Paris’s longtime queen of knitwear Sonia Rykiel revealed today that she has been suffering from Parkinson’s disease for the past 15 years. The reveal comes direct from Rykiel’s just-released-in-France book N’Oubliez Pas Que Je Joue (translation: Don’t Forget It’s a Game) co-authored by French journalist Judith Perrignon. Rykiel had decided to speak out because she could no longer mask the symptoms of the degenerative disorder.
In the book, Rykiel assigns the code ”P de P” (“Putain de Parkinson” or “bitch of Parkinson’s” in English) to the disease, amidst frank writing about living with it. She reveals that for years, her colleagues at her fashion house (which her daughter Nathalie took helm of in 1995) helped keep the secret by attempting to prevent photographs from being taken of her using her walking cane. “I don’t want to show my pain. I resisted, I hesitated, I tried to be invisible, to pretend that nothing was wrong. It’s impossible; it’s not like me,” she writes.

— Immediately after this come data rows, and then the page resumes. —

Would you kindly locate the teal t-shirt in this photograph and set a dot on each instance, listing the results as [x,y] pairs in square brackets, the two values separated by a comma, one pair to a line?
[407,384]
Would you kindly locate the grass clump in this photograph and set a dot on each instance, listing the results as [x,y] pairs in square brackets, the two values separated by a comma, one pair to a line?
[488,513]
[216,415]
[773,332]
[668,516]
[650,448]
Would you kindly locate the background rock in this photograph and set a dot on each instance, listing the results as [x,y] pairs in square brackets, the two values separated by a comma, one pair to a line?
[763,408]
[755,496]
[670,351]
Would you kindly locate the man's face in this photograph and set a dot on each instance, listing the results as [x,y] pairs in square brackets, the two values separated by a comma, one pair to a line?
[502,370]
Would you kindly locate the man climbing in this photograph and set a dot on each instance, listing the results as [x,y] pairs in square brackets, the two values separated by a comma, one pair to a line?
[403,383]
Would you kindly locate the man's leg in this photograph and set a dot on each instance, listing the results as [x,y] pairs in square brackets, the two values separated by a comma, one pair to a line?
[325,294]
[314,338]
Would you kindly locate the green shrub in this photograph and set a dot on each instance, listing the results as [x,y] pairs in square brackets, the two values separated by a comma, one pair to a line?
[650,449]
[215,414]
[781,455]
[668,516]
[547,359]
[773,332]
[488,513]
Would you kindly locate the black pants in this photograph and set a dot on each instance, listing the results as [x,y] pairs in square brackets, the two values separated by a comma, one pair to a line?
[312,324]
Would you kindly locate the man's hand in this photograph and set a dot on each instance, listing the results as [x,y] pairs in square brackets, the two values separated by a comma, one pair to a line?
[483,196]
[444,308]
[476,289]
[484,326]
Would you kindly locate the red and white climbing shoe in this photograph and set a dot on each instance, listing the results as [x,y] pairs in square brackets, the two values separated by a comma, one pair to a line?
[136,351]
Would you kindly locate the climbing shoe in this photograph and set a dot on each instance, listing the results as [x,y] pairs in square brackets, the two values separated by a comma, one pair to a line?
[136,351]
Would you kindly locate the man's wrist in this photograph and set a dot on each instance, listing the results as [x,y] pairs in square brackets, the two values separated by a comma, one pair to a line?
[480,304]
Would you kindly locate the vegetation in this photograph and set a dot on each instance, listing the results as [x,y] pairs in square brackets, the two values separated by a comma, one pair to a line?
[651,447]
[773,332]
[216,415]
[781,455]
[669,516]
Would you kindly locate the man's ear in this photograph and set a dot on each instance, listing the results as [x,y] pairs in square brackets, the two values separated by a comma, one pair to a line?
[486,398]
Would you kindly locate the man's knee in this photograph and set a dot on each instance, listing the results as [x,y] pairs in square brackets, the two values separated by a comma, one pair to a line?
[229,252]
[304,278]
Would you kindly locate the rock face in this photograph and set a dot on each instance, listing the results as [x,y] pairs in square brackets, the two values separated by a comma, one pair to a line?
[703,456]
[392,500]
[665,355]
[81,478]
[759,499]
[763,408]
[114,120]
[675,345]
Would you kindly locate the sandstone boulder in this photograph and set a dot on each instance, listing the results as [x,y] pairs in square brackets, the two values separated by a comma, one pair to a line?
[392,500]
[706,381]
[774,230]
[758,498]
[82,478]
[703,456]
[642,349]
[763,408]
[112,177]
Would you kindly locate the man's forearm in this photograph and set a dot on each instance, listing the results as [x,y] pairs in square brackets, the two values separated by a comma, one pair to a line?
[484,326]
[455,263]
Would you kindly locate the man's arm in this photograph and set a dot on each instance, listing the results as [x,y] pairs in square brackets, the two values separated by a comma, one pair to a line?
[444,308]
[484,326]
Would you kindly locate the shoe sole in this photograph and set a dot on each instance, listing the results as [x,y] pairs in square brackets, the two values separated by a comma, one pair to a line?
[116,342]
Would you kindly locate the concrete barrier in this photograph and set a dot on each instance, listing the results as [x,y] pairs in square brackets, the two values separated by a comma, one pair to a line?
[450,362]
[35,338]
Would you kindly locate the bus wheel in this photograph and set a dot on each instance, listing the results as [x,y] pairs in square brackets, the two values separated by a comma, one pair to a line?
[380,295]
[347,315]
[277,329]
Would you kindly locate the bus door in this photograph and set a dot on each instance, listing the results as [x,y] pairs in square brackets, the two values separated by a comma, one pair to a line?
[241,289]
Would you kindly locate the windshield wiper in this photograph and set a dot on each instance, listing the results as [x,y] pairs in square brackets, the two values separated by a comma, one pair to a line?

Whether it was done to hide her pain or an attempt to protect her resilient image, the sad secret couldn’t have been easy to keep. We applaud Rykiel’s bravery and hope her story will help raise awareness to the importance of finding a cure to make Parkinson’s a thing of the past.
Huffington Post: “The book, co-written by French journalist Judith Perrignon, will shed light on the secret despite Rykiel’s long-held resistance. As Perrignon writes (and we roughly translated), “I force [open] the door quietly of her memories, I am interfering between her and her character […] It’s time to tell her secret, to explain what prevents it, why she trembles and hides. All her life, she played with the truth, she can not speak for it. That is why I’m here.” [Huffington Post]
Fashionista: “Though the 81-year-old designer appeared increasingly frail in public, it seems very few knew of her struggle with Parkinson’s.” [Fashionista]
Bernadette Morra, editor-in-chief: “Sonia Rykiel was deemed the queen of knitwear by WWD back in 1970, just two years after she launched her label. She seemed to have an instinctive talent for branding both herself and her products, long before branding became a marketing buzzword. That makes me wonder whether she kept her secret so long because she didn’t want to show her pain, as she says, or because there was something about her image she was trying to protect.”